Outside the perioperative setting, other studies have found that peripheral infusion of norepinephrine and other vasopressors is associated with a higher rate of extravasation, although the overall complication rates remain low. In a prospective observational study of patients in circulatory shock conducted in the emergency department, three out of 55 (6% of those receiving norepinephrine) had complications, two with local extravasation and one who developed thrombophlebitis, and none of whom required further intervention.3

Other studies focusing on intensive care unit (ICU) patients also have found a low rate of complications. Lewis et al evaluated 202 patients in the ICU receiving intravenous (IV) vasopressors for a total median of 11.5 hours.4 Most patients (72%) received norepinephrine at a concentration of 16 mcg/mL, with the median dose being 0.08 mcg/kg/min (range 0.04 mcg/kg/min to 0.13 mcg/kg/min). The extravasation rate was 4% (n = 8), all of which were either grade 1 or 2 events, and none of which required other interventions beyond removal of the PIV.

Similarly, Cardenas-Garcia et al reported 19 cases (2%) of extravasation among 734 ICU patients receiving peripheral vasopressors for a duration of 49 ± 22 hours, with the highest dose 0.70 ± 0.23 mcg/kg/min.5 There was no documented tissue damage or infections at the extravasation sites. Notably, this study developed a detailed protocol for administering vasopressor medications through a PIV, which included use of a vein > 4 mm on ultrasound, IV gauge size of 20 or 18, no hand/wrist/antecubital fossa positions, assessment of peripheral IV access every two hours by nursing, and a maximum duration of 72 hours for peripheral IV use.
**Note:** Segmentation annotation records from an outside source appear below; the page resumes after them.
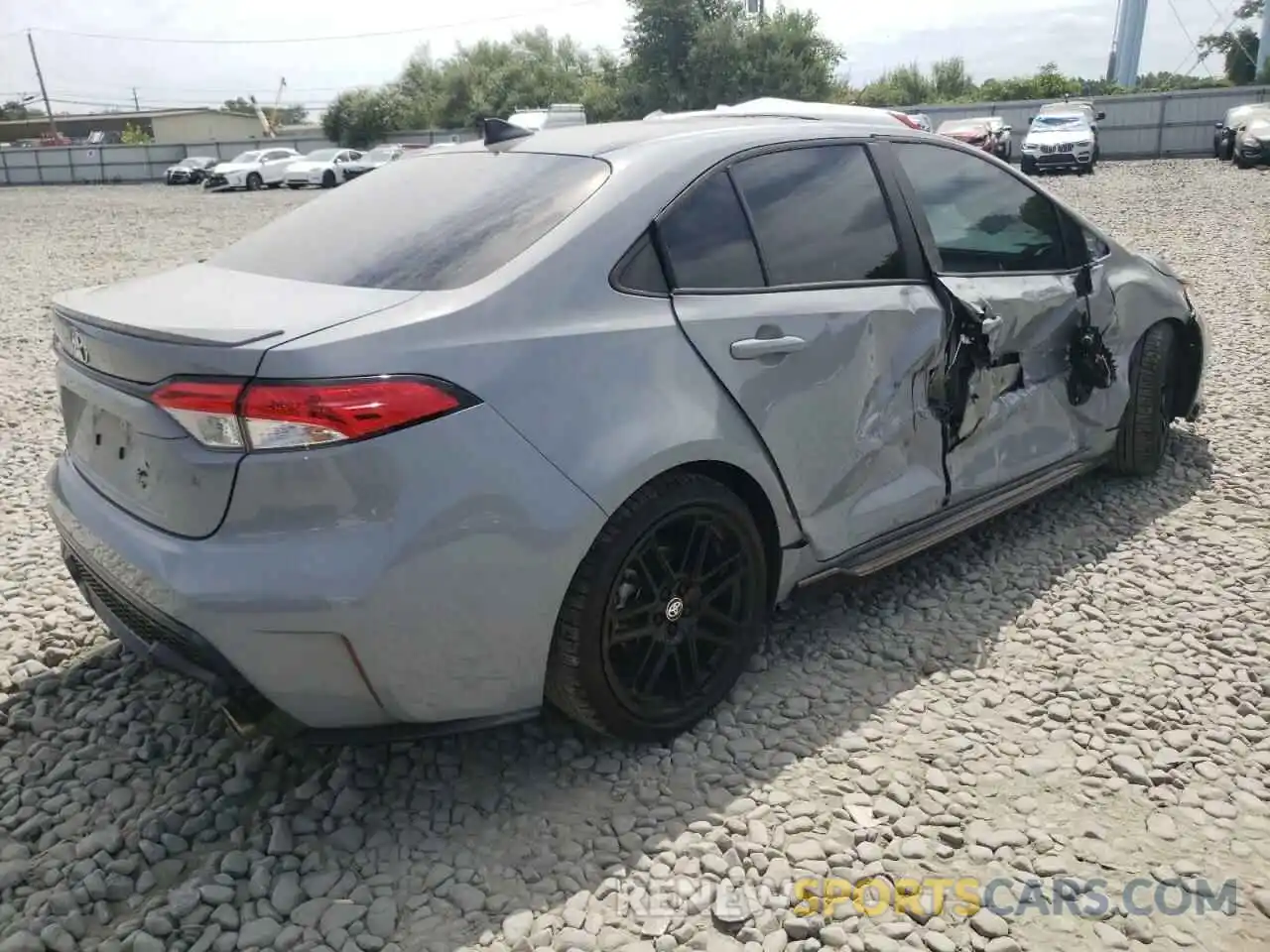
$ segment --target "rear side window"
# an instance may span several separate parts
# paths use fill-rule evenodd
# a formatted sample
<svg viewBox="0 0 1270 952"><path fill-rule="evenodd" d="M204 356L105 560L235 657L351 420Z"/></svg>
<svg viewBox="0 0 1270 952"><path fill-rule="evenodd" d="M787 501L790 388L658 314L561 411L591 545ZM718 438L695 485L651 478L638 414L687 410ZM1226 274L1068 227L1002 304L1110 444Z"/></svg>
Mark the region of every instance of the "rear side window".
<svg viewBox="0 0 1270 952"><path fill-rule="evenodd" d="M678 289L763 287L758 250L726 173L688 193L659 227Z"/></svg>
<svg viewBox="0 0 1270 952"><path fill-rule="evenodd" d="M585 156L419 156L301 206L208 264L319 284L451 291L526 251L608 175L607 162Z"/></svg>
<svg viewBox="0 0 1270 952"><path fill-rule="evenodd" d="M732 169L771 287L904 278L899 239L862 146L768 152Z"/></svg>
In addition, they formulated a protocol for treatment of extravasation, which included the administration of phentolamine injection and the application of nitroglycerin paste to the area.
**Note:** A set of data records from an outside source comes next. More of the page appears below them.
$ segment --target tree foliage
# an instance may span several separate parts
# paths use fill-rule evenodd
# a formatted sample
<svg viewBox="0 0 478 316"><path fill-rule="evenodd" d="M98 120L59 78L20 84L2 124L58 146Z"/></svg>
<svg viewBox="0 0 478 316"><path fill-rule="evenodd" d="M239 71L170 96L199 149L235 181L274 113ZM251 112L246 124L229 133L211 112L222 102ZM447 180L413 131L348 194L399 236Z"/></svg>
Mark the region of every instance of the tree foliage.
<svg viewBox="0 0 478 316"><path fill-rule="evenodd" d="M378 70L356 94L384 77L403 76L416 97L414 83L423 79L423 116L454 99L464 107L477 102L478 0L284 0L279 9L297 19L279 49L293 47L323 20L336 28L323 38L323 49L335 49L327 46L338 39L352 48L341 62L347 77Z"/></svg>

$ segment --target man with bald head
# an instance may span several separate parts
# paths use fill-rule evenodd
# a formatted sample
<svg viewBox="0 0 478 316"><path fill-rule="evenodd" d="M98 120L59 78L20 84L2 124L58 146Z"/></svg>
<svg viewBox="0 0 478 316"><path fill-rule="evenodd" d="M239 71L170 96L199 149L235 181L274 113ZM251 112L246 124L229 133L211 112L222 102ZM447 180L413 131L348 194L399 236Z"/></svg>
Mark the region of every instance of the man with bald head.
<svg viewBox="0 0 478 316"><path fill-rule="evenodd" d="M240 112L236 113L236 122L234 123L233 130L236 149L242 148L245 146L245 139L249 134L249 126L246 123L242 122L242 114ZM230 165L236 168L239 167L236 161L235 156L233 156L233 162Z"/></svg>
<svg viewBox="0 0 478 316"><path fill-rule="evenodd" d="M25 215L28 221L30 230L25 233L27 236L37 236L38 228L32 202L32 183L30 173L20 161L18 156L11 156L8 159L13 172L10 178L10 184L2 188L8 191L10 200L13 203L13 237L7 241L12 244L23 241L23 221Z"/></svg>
Taken together, the data suggest that short-term PIV infusion of norepinephrine likely is safe, with the incidence of extravasation being rare and unlikely to cause significant tissue damage when it does occur. However, it is important to keep in mind that vigilant surveillance of the PIV site, as well as other best clinical practices that may include ensuring the PIV is within the vein through ultrasound and/or blood return, and appropriate PIV positioning, are warranted.

REFERENCES

  1. Kim SM, et al. Well recognized but still overlooked: Norepinephrine extravasation. BMJ Case Rep 2012. doi:10.1136/bcr-2012-006836.
  2. Alexander CM, et al. Missed extravasation injury from peripheral infusion of norepinephrine resulting in forearm compartment syndrome and amputation. Am Surg 2016;82:e162-e163.
  3. Medlej K, et al. Complications from administration of vasopressors through peripheral venous catheters: An observational study. J Emerg Med 2018;54:47-53.
  4. Lewis T, et al. Safety of the peripheral administration of vasopressor agents. J Intensive Care Med 2019;34:26-33.
  5. Cardenas-Garcia J, et al. Safety of peripheral intravenous administration of vasoactive medication. J Hosp Med 2015;10:581-585.